In logistic regression, the identification of preoperative factors predicting >10° SA correction after MIS-OLIF revealed that a smaller SA and the presence of facet effusion were significant predictors. This is corroborated by Alahmari and Zhu, who demonstrated that preoperative kyphotic discs acquire more lordosis with interbody cage use [23, 24]. They suggested that kyphotic discs possess greater corrective potential for lordosis, making positive lordotic alterations easier to attain than lordotic discs. Their explanation is also consistent with our results of smaller preoperative SA with a mean value of −1.1° and a larger change in SA in D segments, compared to C segments.

The presence of facet effusion, which is often considered an indicator of segmental instability [16], was a significant factor in predicting >10° SA correction after MIS-OLIF. No previous studies have investigated the association between the presence of facet effusion and SA correctability.
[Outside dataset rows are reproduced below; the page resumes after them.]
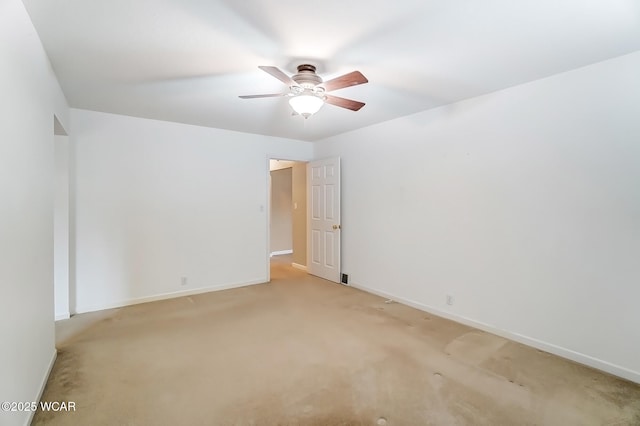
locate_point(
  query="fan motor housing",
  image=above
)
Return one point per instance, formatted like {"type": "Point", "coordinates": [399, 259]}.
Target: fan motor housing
{"type": "Point", "coordinates": [307, 76]}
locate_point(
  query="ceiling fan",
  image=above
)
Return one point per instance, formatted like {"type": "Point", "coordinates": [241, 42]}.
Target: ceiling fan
{"type": "Point", "coordinates": [308, 92]}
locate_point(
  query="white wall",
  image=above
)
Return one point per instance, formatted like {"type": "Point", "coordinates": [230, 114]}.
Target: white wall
{"type": "Point", "coordinates": [157, 201]}
{"type": "Point", "coordinates": [30, 96]}
{"type": "Point", "coordinates": [524, 204]}
{"type": "Point", "coordinates": [281, 226]}
{"type": "Point", "coordinates": [61, 228]}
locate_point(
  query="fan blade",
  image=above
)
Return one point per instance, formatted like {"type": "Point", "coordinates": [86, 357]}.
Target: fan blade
{"type": "Point", "coordinates": [270, 95]}
{"type": "Point", "coordinates": [343, 102]}
{"type": "Point", "coordinates": [274, 71]}
{"type": "Point", "coordinates": [352, 79]}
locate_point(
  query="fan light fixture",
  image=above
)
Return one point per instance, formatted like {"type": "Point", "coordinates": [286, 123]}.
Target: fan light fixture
{"type": "Point", "coordinates": [306, 105]}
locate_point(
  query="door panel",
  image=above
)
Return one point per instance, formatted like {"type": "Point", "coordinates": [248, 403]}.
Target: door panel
{"type": "Point", "coordinates": [324, 218]}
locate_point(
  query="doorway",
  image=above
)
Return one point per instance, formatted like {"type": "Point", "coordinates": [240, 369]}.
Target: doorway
{"type": "Point", "coordinates": [288, 212]}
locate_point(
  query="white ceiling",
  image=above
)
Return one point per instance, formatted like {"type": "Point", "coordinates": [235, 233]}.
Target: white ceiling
{"type": "Point", "coordinates": [188, 60]}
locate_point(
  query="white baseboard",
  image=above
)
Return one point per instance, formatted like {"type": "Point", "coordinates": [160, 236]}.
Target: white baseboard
{"type": "Point", "coordinates": [65, 315]}
{"type": "Point", "coordinates": [298, 266]}
{"type": "Point", "coordinates": [43, 384]}
{"type": "Point", "coordinates": [164, 296]}
{"type": "Point", "coordinates": [580, 358]}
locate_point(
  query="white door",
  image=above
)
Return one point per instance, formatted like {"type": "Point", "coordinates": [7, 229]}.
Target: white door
{"type": "Point", "coordinates": [323, 246]}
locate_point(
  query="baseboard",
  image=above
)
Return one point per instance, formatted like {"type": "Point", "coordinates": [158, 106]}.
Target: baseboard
{"type": "Point", "coordinates": [43, 384]}
{"type": "Point", "coordinates": [578, 357]}
{"type": "Point", "coordinates": [62, 316]}
{"type": "Point", "coordinates": [164, 296]}
{"type": "Point", "coordinates": [298, 266]}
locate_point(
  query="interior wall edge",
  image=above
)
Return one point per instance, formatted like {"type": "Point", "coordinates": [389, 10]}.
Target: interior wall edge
{"type": "Point", "coordinates": [166, 296]}
{"type": "Point", "coordinates": [43, 384]}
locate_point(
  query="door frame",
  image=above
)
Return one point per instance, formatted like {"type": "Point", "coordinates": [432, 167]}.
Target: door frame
{"type": "Point", "coordinates": [268, 204]}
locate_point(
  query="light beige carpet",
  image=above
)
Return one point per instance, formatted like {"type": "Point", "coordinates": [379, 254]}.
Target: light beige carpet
{"type": "Point", "coordinates": [303, 351]}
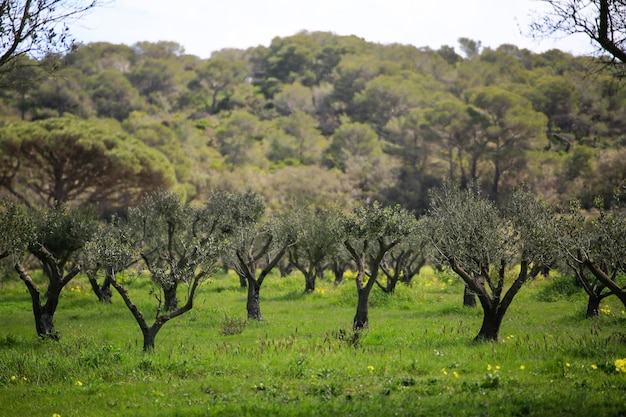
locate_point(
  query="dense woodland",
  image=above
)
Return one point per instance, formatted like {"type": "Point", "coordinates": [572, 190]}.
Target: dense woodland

Our findings suggest that facet effusion can serve as a potential indicator of satisfactory segmental correction after MIS-OLIF. The joint space occupied by fluid represents the space available within the posterior element for LL restoration, a concept that is diametrically opposed to an ankylosed facet joint [25].
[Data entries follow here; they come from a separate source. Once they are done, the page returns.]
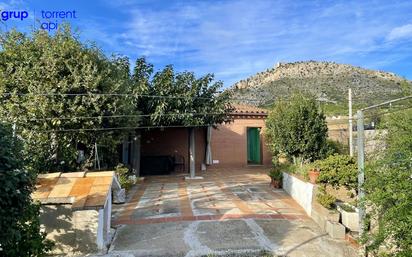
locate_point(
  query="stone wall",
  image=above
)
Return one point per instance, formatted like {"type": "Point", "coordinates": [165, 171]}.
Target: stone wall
{"type": "Point", "coordinates": [74, 232]}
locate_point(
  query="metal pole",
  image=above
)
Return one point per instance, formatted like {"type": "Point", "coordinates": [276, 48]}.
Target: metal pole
{"type": "Point", "coordinates": [361, 168]}
{"type": "Point", "coordinates": [97, 156]}
{"type": "Point", "coordinates": [350, 124]}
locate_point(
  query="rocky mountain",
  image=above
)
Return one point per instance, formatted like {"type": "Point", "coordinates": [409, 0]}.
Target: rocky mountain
{"type": "Point", "coordinates": [328, 81]}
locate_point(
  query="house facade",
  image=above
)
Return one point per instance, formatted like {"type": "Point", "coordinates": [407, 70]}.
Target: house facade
{"type": "Point", "coordinates": [236, 144]}
{"type": "Point", "coordinates": [241, 143]}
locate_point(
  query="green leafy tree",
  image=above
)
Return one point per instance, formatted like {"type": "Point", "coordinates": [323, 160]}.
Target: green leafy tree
{"type": "Point", "coordinates": [388, 187]}
{"type": "Point", "coordinates": [19, 217]}
{"type": "Point", "coordinates": [192, 101]}
{"type": "Point", "coordinates": [297, 128]}
{"type": "Point", "coordinates": [338, 170]}
{"type": "Point", "coordinates": [55, 126]}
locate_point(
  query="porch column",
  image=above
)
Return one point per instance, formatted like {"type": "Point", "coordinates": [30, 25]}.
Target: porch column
{"type": "Point", "coordinates": [192, 156]}
{"type": "Point", "coordinates": [135, 153]}
{"type": "Point", "coordinates": [208, 158]}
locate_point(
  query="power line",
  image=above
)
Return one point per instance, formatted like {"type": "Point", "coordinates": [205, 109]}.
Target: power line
{"type": "Point", "coordinates": [121, 128]}
{"type": "Point", "coordinates": [121, 95]}
{"type": "Point", "coordinates": [121, 116]}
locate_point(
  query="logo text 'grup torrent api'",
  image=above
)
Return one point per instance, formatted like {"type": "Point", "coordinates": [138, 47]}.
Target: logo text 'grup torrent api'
{"type": "Point", "coordinates": [49, 20]}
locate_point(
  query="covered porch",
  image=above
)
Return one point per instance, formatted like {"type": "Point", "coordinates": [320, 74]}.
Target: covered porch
{"type": "Point", "coordinates": [168, 151]}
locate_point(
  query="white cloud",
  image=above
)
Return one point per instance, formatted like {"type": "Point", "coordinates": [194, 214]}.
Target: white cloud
{"type": "Point", "coordinates": [235, 39]}
{"type": "Point", "coordinates": [402, 32]}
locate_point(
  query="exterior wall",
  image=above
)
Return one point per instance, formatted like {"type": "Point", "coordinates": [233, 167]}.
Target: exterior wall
{"type": "Point", "coordinates": [229, 143]}
{"type": "Point", "coordinates": [299, 190]}
{"type": "Point", "coordinates": [74, 232]}
{"type": "Point", "coordinates": [171, 141]}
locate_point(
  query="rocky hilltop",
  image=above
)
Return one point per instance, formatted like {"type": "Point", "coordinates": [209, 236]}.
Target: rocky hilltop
{"type": "Point", "coordinates": [328, 81]}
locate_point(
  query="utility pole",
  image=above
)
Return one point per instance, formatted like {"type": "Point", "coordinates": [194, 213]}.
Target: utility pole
{"type": "Point", "coordinates": [350, 124]}
{"type": "Point", "coordinates": [361, 171]}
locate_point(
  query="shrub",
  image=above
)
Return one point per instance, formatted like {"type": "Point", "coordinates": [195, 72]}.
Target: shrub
{"type": "Point", "coordinates": [276, 174]}
{"type": "Point", "coordinates": [333, 147]}
{"type": "Point", "coordinates": [298, 129]}
{"type": "Point", "coordinates": [122, 173]}
{"type": "Point", "coordinates": [338, 170]}
{"type": "Point", "coordinates": [325, 199]}
{"type": "Point", "coordinates": [19, 217]}
{"type": "Point", "coordinates": [388, 187]}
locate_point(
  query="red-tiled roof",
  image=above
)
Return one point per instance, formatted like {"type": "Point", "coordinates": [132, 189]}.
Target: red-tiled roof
{"type": "Point", "coordinates": [249, 109]}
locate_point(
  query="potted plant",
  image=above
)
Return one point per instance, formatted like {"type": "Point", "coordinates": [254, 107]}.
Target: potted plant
{"type": "Point", "coordinates": [313, 174]}
{"type": "Point", "coordinates": [349, 216]}
{"type": "Point", "coordinates": [276, 178]}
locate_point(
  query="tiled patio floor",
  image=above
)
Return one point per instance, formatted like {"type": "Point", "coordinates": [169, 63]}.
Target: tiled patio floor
{"type": "Point", "coordinates": [222, 194]}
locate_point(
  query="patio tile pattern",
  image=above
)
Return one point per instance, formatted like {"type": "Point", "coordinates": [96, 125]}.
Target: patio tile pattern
{"type": "Point", "coordinates": [222, 194]}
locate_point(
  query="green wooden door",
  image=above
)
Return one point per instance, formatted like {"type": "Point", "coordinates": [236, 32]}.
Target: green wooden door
{"type": "Point", "coordinates": [253, 145]}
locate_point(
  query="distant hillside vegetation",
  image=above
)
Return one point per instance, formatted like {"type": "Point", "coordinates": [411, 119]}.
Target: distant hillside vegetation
{"type": "Point", "coordinates": [326, 80]}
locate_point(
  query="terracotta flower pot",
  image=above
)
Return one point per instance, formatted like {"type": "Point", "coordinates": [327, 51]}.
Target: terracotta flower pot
{"type": "Point", "coordinates": [275, 183]}
{"type": "Point", "coordinates": [313, 175]}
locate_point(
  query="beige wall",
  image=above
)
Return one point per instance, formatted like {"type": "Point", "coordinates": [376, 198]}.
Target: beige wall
{"type": "Point", "coordinates": [229, 143]}
{"type": "Point", "coordinates": [74, 232]}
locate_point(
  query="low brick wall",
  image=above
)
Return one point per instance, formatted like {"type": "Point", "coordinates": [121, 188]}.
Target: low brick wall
{"type": "Point", "coordinates": [299, 190]}
{"type": "Point", "coordinates": [304, 194]}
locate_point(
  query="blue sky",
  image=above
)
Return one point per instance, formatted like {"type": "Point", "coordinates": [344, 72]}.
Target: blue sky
{"type": "Point", "coordinates": [235, 39]}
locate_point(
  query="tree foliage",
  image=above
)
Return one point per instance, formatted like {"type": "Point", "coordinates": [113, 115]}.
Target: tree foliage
{"type": "Point", "coordinates": [19, 217]}
{"type": "Point", "coordinates": [338, 170]}
{"type": "Point", "coordinates": [61, 64]}
{"type": "Point", "coordinates": [388, 187]}
{"type": "Point", "coordinates": [297, 128]}
{"type": "Point", "coordinates": [192, 101]}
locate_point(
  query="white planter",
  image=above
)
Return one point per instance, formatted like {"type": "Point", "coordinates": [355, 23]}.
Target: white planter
{"type": "Point", "coordinates": [350, 219]}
Through ROC curve analysis, we established quantifiable criteria for predicting >10° SA correction after MIS-OLIF. Patients with preoperative kyphotic SA and facet effusion can expect an adequate SA correction of >10° with a 56% probability. Using our predictive formulae for the degree of SA correction, surgeons can calculate the expected degree of SA correction after MIS-OLIF. If sufficient correction is anticipated in a D segment using MIS-OLIF, surgeons can initially consider MIS-OLIF, preventing unnecessary extensive surgeries, such as posterior osteotomy or long-level fusion, based solely on preoperative sagittal imbalance in the SVA or LL. Conversely, patients with preoperative lordotic SA and no facet effusion have a 95% chance of failing to achieve an adequate SA correction >10°. Thus, for patients with lordotic SA and no preoperative facet effusion, if additional LL correction is required for remnant global sagittal imbalance, supplementary procedures, such as ACR or posterior osteotomy, may be employed during OLIF.
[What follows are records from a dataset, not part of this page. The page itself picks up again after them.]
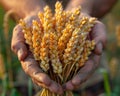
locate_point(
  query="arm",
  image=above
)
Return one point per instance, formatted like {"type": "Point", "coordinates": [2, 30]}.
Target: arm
{"type": "Point", "coordinates": [23, 8]}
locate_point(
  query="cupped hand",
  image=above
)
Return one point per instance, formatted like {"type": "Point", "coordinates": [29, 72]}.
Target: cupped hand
{"type": "Point", "coordinates": [29, 65]}
{"type": "Point", "coordinates": [98, 34]}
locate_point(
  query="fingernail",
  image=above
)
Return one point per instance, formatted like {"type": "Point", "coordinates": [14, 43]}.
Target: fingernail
{"type": "Point", "coordinates": [20, 54]}
{"type": "Point", "coordinates": [99, 48]}
{"type": "Point", "coordinates": [64, 87]}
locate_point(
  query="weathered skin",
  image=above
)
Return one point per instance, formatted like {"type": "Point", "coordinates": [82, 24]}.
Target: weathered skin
{"type": "Point", "coordinates": [28, 10]}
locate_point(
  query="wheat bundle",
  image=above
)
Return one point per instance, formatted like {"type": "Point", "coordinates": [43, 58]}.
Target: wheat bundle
{"type": "Point", "coordinates": [60, 43]}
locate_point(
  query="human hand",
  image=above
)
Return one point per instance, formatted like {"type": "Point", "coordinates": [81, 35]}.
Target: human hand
{"type": "Point", "coordinates": [29, 64]}
{"type": "Point", "coordinates": [98, 34]}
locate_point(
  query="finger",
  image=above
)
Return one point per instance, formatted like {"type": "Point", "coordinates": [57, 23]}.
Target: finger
{"type": "Point", "coordinates": [18, 46]}
{"type": "Point", "coordinates": [83, 74]}
{"type": "Point", "coordinates": [31, 67]}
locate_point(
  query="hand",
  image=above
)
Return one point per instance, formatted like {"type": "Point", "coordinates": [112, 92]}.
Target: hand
{"type": "Point", "coordinates": [98, 34]}
{"type": "Point", "coordinates": [28, 63]}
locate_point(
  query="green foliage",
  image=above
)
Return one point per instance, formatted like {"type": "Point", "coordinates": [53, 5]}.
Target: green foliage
{"type": "Point", "coordinates": [12, 67]}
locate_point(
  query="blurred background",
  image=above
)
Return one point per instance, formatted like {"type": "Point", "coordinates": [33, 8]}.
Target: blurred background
{"type": "Point", "coordinates": [14, 82]}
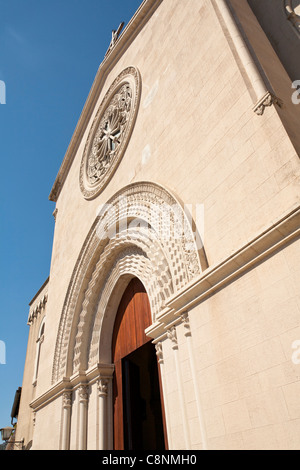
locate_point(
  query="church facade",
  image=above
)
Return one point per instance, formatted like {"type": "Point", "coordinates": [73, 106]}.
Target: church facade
{"type": "Point", "coordinates": [171, 315]}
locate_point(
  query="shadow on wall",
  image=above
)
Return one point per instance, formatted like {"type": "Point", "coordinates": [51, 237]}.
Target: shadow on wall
{"type": "Point", "coordinates": [280, 21]}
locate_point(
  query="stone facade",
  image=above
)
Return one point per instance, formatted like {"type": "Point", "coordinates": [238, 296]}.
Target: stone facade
{"type": "Point", "coordinates": [203, 145]}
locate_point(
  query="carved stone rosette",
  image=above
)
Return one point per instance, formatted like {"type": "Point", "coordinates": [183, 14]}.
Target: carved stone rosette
{"type": "Point", "coordinates": [110, 132]}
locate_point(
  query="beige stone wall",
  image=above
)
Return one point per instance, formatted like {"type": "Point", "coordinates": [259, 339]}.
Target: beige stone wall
{"type": "Point", "coordinates": [241, 166]}
{"type": "Point", "coordinates": [196, 134]}
{"type": "Point", "coordinates": [26, 417]}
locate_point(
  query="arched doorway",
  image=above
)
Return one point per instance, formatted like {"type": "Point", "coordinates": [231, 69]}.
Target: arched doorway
{"type": "Point", "coordinates": [138, 412]}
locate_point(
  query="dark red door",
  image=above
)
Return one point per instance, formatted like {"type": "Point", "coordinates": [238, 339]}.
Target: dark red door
{"type": "Point", "coordinates": [138, 416]}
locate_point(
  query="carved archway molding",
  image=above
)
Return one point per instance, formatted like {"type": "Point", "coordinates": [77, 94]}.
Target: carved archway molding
{"type": "Point", "coordinates": [142, 231]}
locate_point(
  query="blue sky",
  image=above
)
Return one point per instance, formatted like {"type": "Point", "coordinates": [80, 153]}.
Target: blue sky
{"type": "Point", "coordinates": [50, 52]}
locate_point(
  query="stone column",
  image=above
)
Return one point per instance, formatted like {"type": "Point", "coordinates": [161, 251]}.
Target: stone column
{"type": "Point", "coordinates": [160, 360]}
{"type": "Point", "coordinates": [188, 335]}
{"type": "Point", "coordinates": [66, 421]}
{"type": "Point", "coordinates": [103, 391]}
{"type": "Point", "coordinates": [83, 407]}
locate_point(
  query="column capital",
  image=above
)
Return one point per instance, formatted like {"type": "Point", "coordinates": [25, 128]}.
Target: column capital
{"type": "Point", "coordinates": [83, 393]}
{"type": "Point", "coordinates": [67, 398]}
{"type": "Point", "coordinates": [172, 335]}
{"type": "Point", "coordinates": [102, 384]}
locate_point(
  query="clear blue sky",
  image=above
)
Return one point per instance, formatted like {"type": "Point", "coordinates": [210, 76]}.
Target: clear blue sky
{"type": "Point", "coordinates": [50, 52]}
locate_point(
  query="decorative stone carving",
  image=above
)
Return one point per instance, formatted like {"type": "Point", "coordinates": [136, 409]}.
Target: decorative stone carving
{"type": "Point", "coordinates": [110, 132]}
{"type": "Point", "coordinates": [268, 100]}
{"type": "Point", "coordinates": [67, 399]}
{"type": "Point", "coordinates": [172, 335]}
{"type": "Point", "coordinates": [102, 387]}
{"type": "Point", "coordinates": [159, 352]}
{"type": "Point", "coordinates": [292, 9]}
{"type": "Point", "coordinates": [163, 256]}
{"type": "Point", "coordinates": [83, 393]}
{"type": "Point", "coordinates": [186, 324]}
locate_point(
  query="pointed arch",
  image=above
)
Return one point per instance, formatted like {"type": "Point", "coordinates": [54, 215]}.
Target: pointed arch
{"type": "Point", "coordinates": [142, 231]}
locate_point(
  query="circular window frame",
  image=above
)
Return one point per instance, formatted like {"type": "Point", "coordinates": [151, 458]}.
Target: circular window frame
{"type": "Point", "coordinates": [132, 77]}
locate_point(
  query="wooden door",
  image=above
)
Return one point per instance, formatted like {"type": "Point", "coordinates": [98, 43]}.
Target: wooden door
{"type": "Point", "coordinates": [129, 339]}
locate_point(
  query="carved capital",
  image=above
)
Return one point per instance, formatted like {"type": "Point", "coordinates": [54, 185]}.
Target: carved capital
{"type": "Point", "coordinates": [267, 100]}
{"type": "Point", "coordinates": [67, 399]}
{"type": "Point", "coordinates": [172, 335]}
{"type": "Point", "coordinates": [159, 352]}
{"type": "Point", "coordinates": [186, 324]}
{"type": "Point", "coordinates": [102, 387]}
{"type": "Point", "coordinates": [83, 393]}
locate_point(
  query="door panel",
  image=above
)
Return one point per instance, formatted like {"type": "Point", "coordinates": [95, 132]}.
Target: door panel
{"type": "Point", "coordinates": [138, 421]}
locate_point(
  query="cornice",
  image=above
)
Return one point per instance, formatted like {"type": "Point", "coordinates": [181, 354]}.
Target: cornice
{"type": "Point", "coordinates": [134, 26]}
This study has some limitations. First, this was a retrospective study, and there is possibility of confounder bias. Second, this early-stage study did not evaluate potential mechanical complications or other long-term outcomes such as adjacent segment degeneration and cage subsidence. Moreover, we did not incorporate clinical scores such as the visual analogue scale, Oswestry disability index, or implement the Japanese Orthopaedic Association Back Pain Evaluation Questionnaire. Nevertheless, our primary aim was to identify the preoperative factors predicting >10° SA correction after MIS-OLIF. Consequently, the absence of clinical scores is unlikely to have significantly influenced our analysis. Despite these limitations, the strength of this study lies in its novelty and comprehensive examination of preoperative factors associated with satisfactory SA correction after MIS-OLIF.

Conclusion

Our study revealed that preoperative kyphotic SA and the presence of facet effusion can predict >10° SA correction following MIS-OLIF at each surgical index level. In patients with D segments showing preoperative sagittal imbalance, kyphotic SA, and facet effusion, satisfactory SA correction exceeding 10° can be expected after MIS-OLIF without ACR. Consequently, initially considering MIS-OLIF as a solitary procedure may be prudent rather than resorting to extensive interventions, such as posterior osteotomy or long-level fusion. However, for patients presenting with preoperative sagittal imbalance and lordotic SA without facet effusion, the likelihood of achieving >10° SA correction after MIS-OLIF is limited. For patients with lordotic SA and no preoperative facet effusion, supplemental procedures, such as ACR or posterior osteotomy, should be prepared for additional LL correction required for remnant global sagittal imbalance after MIS-OLIF.